Regularization, what is it good for?
- Roi Livni (Tel Aviv University)
Regularization is considered a key-concept in the explanation and analysis of successful learning algorithms. In contrast, modern machine learning practice often suggests invoking highly expressive models that can completely interpolate the data with far more free parameters than examples. To resolve this alleged contradiction the notion of implicit bias, or implicit regularization, has been suggested as a means to explain the surprising generalization ability of modern-day overparameterized learning algorithms. In this talk, we will revisit this paradigm in one of the most well-studied and well-understood models for theoretical machine learning: Stochastic Convex Optimization (SCO).

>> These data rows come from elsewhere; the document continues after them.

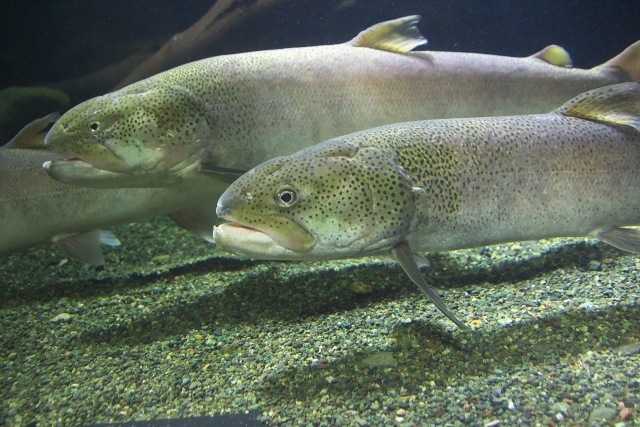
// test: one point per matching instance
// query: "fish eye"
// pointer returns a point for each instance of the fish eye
(286, 197)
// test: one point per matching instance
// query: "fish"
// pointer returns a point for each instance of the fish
(428, 186)
(36, 209)
(221, 116)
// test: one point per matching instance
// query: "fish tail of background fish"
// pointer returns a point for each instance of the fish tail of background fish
(628, 61)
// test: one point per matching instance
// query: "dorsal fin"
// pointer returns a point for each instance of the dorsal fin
(628, 61)
(26, 138)
(554, 55)
(399, 35)
(618, 104)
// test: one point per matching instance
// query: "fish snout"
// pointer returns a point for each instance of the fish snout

We begin by discussing new results that highlight the role of the optimization algorithm for learning. We give a new separation result that separates between the generalization performance of stochastic gradient descent (SGD) and of full-batch gradient descent (GD), as well as regularized GD. We show that while all algorithms optimize the empirical loss at the same rate, their generalization performance can be significantly different. We next discuss the implicit bias of Stochastic Gradient Descent (SGD) in this context and ask if the implicit bias accounts for the success of SGD to generalize. We provide several constructions that point out to significant difficulties in providing a comprehensive explanation of an algorithm's generalization performance by solely arguing about its implicit regularization properties.
On the one hand, these results demonstrate the importance of the optimization algorithm in generalization. On the other hand, they also hint that the reason or cause for the different performances may not necessarily be explained or understood via investigations of the algorithm's bias.
Based on joint works with: Idan Amir, Assaf Dauber, Meir Feder, Tomer Koren.